Bankov says he was voted in as “the official pastor” of the church in 1958 and served until it was closed in 1964. The Popovs say this is impossible because only the denominational head can appoint ministers, but Bankov sticks by his story. Bass further states that Ladin Popov signed a statement for the American embassy in Sweden in 1969 swearing that Bankov had been a minister. But Popov says he was under pressure to sign it because it was the only way normal immigration rules could be waived.

Contrary to another report in the story, Bass says he “often preached full messages and sermons” on a trip to Yugoslavia in 1960. This was at the invitation of Pentecostal churches there (apparently after he asked if he could come), and he was invited to bring camera equipment, he says, referring to a letter from missionary Nick Gruick. Other letters, Bass says, show that his ministry was fruitful. Gruick was forced to leave because his visa expired, he states (Gruick had blamed Bass).

Not all members of the UE five-member board are employees, says Bass, pointing to Louis Menold (he once did broadcasting work for UE) and new member John Williams, whose data firm services UE. As an organization involved in public fund raising, UE would welcome any official enquiry, comments Bass. A postal investigation in 1964 turned up nothing, he points out. Any specific allegations by former employees “will evaporate and turn out to be unfounded and erroneous,” he says, denying reports of “fabrications” in UE’s printed materials.

Both Bass and UE deputation director Don Kyer say that Kyer’s call to Congressman Earl Landgrebe’s office (in which Kyer mentioned a $300 honorarium “almost as an afterthought”) was Kyer’s idea and not Bass’s. They scoff at any suspicion that it might be an attempt to “bribe” Landgrebe, who has fallen out with UE over the Kourdakov affair.
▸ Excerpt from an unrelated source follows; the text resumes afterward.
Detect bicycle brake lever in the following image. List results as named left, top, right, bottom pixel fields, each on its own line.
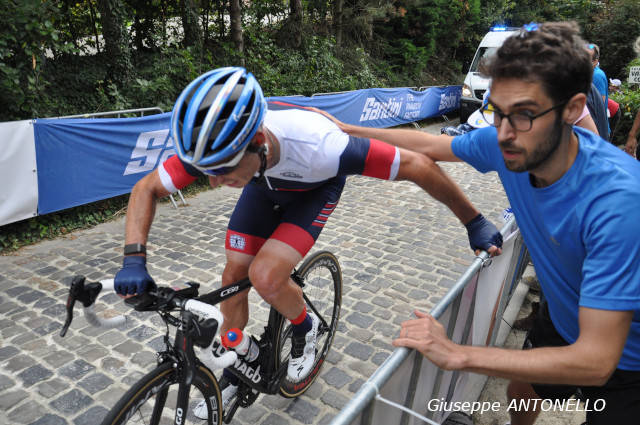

According to Bass, UE in 1971 printed 175,000 Bibles in six Eastern Europe languages (about 25,000 were sold to other agencies), 145,000 New Testaments, and thousands of other books and hymnals. Additionally, national workers and needy families received assistance in the form of cash or goods, he says. The 1971 UE report shows income and expenses of $1.7 million, $741,000 (41 per cent) of it for administration.